A duplication project at Fairy Bower between 2019 and 2021 saw the Capricorn Highway between Gracemere and Rockhampton widened to a four lane separated highway to enable better traffic flow into the city, particularly during peak times. The project included the installation of new traffic signals on the highway at Fairy Bower, at the intersection of Fairy Bower Road, Old Gracemere Road and the Capricorn Highway. Construction commenced in October 2019 and was completed by July 2021.

Fairy Bower is destined to become the southern access to the new Rockhampton Ring Road which will take the Bruce Highway around the western outskirts of Rockhampton instead of through the city.

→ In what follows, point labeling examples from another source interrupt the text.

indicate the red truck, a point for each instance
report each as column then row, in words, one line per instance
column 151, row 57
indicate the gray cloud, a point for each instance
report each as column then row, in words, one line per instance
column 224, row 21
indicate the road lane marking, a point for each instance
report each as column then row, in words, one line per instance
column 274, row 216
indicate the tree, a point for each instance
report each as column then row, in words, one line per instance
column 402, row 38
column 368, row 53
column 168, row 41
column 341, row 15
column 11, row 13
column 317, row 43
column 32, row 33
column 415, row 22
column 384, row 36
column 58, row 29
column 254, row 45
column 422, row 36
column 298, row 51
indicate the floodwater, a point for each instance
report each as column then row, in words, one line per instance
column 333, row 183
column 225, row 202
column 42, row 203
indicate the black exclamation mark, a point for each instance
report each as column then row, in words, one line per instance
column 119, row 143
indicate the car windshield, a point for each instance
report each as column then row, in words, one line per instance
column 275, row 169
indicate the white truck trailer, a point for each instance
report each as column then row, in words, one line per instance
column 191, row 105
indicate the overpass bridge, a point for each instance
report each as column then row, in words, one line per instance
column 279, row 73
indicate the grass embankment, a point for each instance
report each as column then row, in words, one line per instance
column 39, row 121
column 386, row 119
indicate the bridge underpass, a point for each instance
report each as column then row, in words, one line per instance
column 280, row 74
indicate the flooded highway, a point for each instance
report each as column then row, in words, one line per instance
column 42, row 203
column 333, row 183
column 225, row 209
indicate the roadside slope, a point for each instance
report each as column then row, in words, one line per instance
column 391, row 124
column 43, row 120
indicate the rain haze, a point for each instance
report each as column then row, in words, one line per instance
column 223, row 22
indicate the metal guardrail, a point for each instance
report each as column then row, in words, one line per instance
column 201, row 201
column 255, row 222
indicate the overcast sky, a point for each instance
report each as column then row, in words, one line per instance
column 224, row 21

A new roundabout and high-level slip lane is expected to be constructed at Fairy Bower as part of the Rockhampton Ring Road.

== Demographics ==
In the , Fairy Bower had a population of 97 people.

In the , Fairy Bower had a population of 99 people.

== Education ==
There are no schools in Fairy Bower. The nearest government primary schools are Gracemere State School in neighbouring Gracemere to the south and Port Curtis Road State School in Port Curtis to the south-east. The nearest government secondary school is Rockhampton State High School in Wandal to the north. There are numerous non-government school in neighbouring The Range to the north-east and in other Rockhampton suburbs.

== Big Bulls ==
The roundabout (often called the Yeppen roundabout presumably taking its name from the nearby Yeppen Yeppen Lagoon) where the highways meet is well known for the large statue of a Brahman bull that stands in the middle of the roundabout, being one of seven Big Bulls that decorate Rockhampton, which regards itself as the Beef Capital of Australia. The group of bull statues is listed as one of Australia's big things.

This particular bull attracts some criticism for facing towards the city so approaching motorists are welcomed to the city by a view of its rear end which includes its large testicles. The theft of the testicles from the bulls is a common prank and they frequently have to be replaced. Some residents also feel that the bull statues over-emphasise one aspect of the city and should be relocated to less prominent locations. However, there is strong public support for the retention of the bulls.